"There I confess you have the advantage of me," she said steadily, holding him with that look, "as I, it appears, had of you on the former occasion." Then, with the faintest turn of her head, too dignified to be called a toss, she withdrew this embarrassing look from him, with a wave towards Maxwell of the card attached to her fan. "If you want any dances from me," she said, "it will be better not to lose any time."

"You cruel Marion," cried the young man, "it is all filled up, every line."

"You should not have been so late," she said, with a laugh; and they stood for a moment with their heads together, in the easy intimacy of having known each other all their lives. And then followed a little ball-room battle, while John stood, somewhat grim, looking on.

"I that was going to ask how many you would give me!" from him, with tender reproach; and "There will always be the extras, you know," from her.

"And it's easy to mistake about an extra—if you'll be good," said Maxwell, in a lively whisper; and they laughed together over the card, which he was manipulating. John was determined he would hold his ground. She was a very pretty girl, and she was in a state of suppressed excitement (or at least he thought so), which made her doubly interesting. And it was he who was the cause of her excitement. Whatever is the reason, it pleases a man, at least of John's age, to feel that he is the cause of a woman's emotion. He was not daunted by the persiflage but waited calmly till the end of the discussion; then he said—

"Is there no hope, Miss Wamphrey, for me?"

"Oh, Mr Percival," she said, turning round with an air of having forgotten him, which would have done no discredit to a great lady at a court ball: and then she shook her head. "I am afraid no more than there would have been for me at the Assembly Rooms if I had aspired to dance with one of the stewards," she said, laughing; "but you can look for yourself."

"Come, give him the last of the extras, Marion," said Maxwell, delighted to exercise a little patronage.

"If you are not at home and fast asleep before that," said Marion, raising her eyes quickly, with a dart, to John's face.

He felt it like a blow, but very carefully inscribed his name at the very bottom of her list, and retired with a bow of much dignity—at which, with secret wrath, he heard her laugh with Maxwell as he turned away.

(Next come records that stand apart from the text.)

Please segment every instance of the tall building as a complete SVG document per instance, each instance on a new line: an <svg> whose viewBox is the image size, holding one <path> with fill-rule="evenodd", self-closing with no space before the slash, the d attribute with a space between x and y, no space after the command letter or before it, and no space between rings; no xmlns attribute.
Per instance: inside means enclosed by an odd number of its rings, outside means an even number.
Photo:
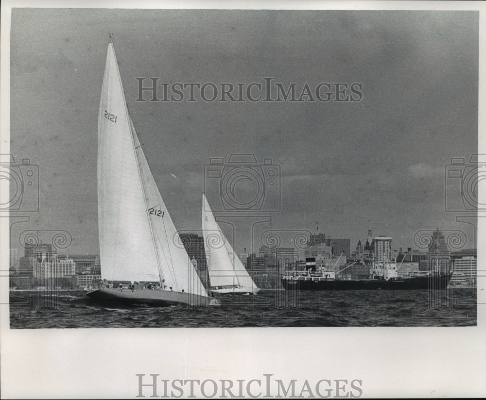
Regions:
<svg viewBox="0 0 486 400"><path fill-rule="evenodd" d="M339 239L328 237L326 244L332 249L333 255L339 257L344 252L346 257L351 256L351 241L349 239Z"/></svg>
<svg viewBox="0 0 486 400"><path fill-rule="evenodd" d="M58 260L57 252L51 245L36 246L34 258L35 278L70 278L76 275L76 266L72 260Z"/></svg>
<svg viewBox="0 0 486 400"><path fill-rule="evenodd" d="M76 265L76 275L101 275L100 256L98 254L62 254L57 255L58 260L72 260Z"/></svg>
<svg viewBox="0 0 486 400"><path fill-rule="evenodd" d="M454 285L475 286L477 276L477 259L471 256L454 258L454 272L451 283Z"/></svg>
<svg viewBox="0 0 486 400"><path fill-rule="evenodd" d="M361 241L358 241L358 245L356 246L356 252L355 253L355 258L361 258L363 256L363 245L361 244Z"/></svg>
<svg viewBox="0 0 486 400"><path fill-rule="evenodd" d="M373 252L377 261L393 259L393 238L389 236L379 236L373 238Z"/></svg>
<svg viewBox="0 0 486 400"><path fill-rule="evenodd" d="M452 269L451 250L441 231L432 233L432 241L429 246L429 267L431 271L449 272Z"/></svg>
<svg viewBox="0 0 486 400"><path fill-rule="evenodd" d="M451 284L456 286L475 286L477 277L476 249L462 249L451 251L451 259L454 271Z"/></svg>
<svg viewBox="0 0 486 400"><path fill-rule="evenodd" d="M192 259L193 258L197 262L197 269L207 269L208 261L204 250L204 236L193 233L182 233L180 237L189 258ZM209 256L210 257L210 254Z"/></svg>
<svg viewBox="0 0 486 400"><path fill-rule="evenodd" d="M18 259L17 273L19 276L34 276L34 250L32 246L24 246L24 256Z"/></svg>
<svg viewBox="0 0 486 400"><path fill-rule="evenodd" d="M10 249L10 270L18 271L18 249Z"/></svg>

It was to be war then? She meant to turn him into ridicule before he could unmask her as the heroine of the strange adventure which everybody knew. John was very moody all the evening, and did not half fulfil the expectations of the merry country ladies, who thought it was the business of their partners to be amusing as well as to dance well. John fulfilled the latter requirement, but then they all danced well at Duntrum. They did not know the waltz in those days. They danced pretty figures of country-dances and reels, and other cheerful things. It had never occurred to them that quadrilles were dull—they were the height of the fashion, and the different figures respected as almost a revelation. Nobody "sat out," and if perhaps the assembly was simple, and some of the dances a little old-fashioned, it was very gay.